The Dryden-Blagonravov memorandum of March 1962, 6 months before the Cuban Missile Crisis, facilitated US/USSR cooperation in “exchange of weather data from satellites and the eventual coordinated launching of meteorological satellites” (source). Soon after this, urged by the WMO, the US and Soviet Union agreed to share weather information in 1964. From President Lyndon Johnson’s statement at the time:

“The United States and the Soviet Union have been working out an agreement to exchange weather information over a direct communications link between the two capitals. […] provides for the exchange on a reciprocal basis of weather information gathered by satellites.”

This sets the impetus for the World Weather Watch wherein all

“WMO Member States and Territories collaborat[e] to collectively operate a global observing system (GOS), exchange the global observing system data through a global telecommunications system (GTS), and build an integrated network of world, regional and national meteorological centres as part of a global data-processing system (GDPS).”

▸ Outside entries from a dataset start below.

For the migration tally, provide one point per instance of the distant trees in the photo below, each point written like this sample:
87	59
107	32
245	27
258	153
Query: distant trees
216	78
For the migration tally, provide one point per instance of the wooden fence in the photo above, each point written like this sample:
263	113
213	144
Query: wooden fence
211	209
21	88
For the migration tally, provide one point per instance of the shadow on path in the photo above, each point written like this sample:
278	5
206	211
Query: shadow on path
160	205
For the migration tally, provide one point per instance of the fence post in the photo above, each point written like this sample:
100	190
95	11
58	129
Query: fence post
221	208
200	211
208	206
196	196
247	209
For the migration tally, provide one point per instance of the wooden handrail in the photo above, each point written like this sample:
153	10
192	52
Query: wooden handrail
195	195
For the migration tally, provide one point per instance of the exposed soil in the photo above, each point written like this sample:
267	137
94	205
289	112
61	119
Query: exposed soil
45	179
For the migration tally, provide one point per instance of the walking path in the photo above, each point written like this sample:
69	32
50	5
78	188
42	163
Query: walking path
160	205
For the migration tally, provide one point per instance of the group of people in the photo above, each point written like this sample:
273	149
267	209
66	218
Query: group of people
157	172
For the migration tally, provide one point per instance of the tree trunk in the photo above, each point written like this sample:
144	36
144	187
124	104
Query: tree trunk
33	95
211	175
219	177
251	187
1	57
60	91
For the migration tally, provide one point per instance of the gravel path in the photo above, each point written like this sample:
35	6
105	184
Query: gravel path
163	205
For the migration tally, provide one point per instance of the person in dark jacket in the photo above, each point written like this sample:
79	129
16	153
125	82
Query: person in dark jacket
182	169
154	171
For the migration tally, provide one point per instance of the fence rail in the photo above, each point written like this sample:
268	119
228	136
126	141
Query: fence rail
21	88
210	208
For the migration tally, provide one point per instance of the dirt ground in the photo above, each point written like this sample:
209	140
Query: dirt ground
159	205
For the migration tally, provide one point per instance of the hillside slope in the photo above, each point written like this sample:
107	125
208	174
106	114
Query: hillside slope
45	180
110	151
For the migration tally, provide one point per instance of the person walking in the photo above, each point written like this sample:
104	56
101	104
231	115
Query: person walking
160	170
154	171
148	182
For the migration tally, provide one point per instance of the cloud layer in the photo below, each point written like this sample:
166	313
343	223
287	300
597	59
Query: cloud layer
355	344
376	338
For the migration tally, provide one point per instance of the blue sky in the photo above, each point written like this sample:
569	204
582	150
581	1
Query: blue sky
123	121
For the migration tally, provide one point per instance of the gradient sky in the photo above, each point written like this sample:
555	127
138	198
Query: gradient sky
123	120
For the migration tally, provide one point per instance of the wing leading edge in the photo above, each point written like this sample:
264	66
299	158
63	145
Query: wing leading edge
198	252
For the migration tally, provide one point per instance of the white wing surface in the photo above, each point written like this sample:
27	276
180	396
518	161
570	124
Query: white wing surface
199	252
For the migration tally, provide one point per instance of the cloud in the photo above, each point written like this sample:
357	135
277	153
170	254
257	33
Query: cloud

This global effort, one among many, yields the “quiet revolution” in weather forecasting that we all depend on today (Bauer et al., 2015). Importantly, the GTS is still in operation today as a private network interconnecting the national meteorological services across the globe and is expected to be phased out in favour of the public Internet by 2033!

Schematic of WMO’s GTS network

Schematic of WMO’s GTS network (source).

1990-2000: The drama behind WMO Resolution 40 unfolds

Cover of WMO report on Resolution 40 (Zillman, 2019)

I quote liberally from this official WMO report on Resolution 40 (Zillman, 2019) in this section.

WMO constituent bodies have adopted thousands of resolutions since 1950 but only one, […], has needed no other identifier and continues to be known throughout the WMO system simply as “Resolution 40”

The privatization head winds of the late 1980s, driven by the election of Ronald Reagan (US) and Margaret Thatcher (UK) hit the “golden age of meteorological data sharing”. The pressure to commercialize operations and recover costs posed a major challenge to the data sharing ethos of the time. To quote Neil Gordon, New Zealand’s representative to WMO during this period (Morris, 2023)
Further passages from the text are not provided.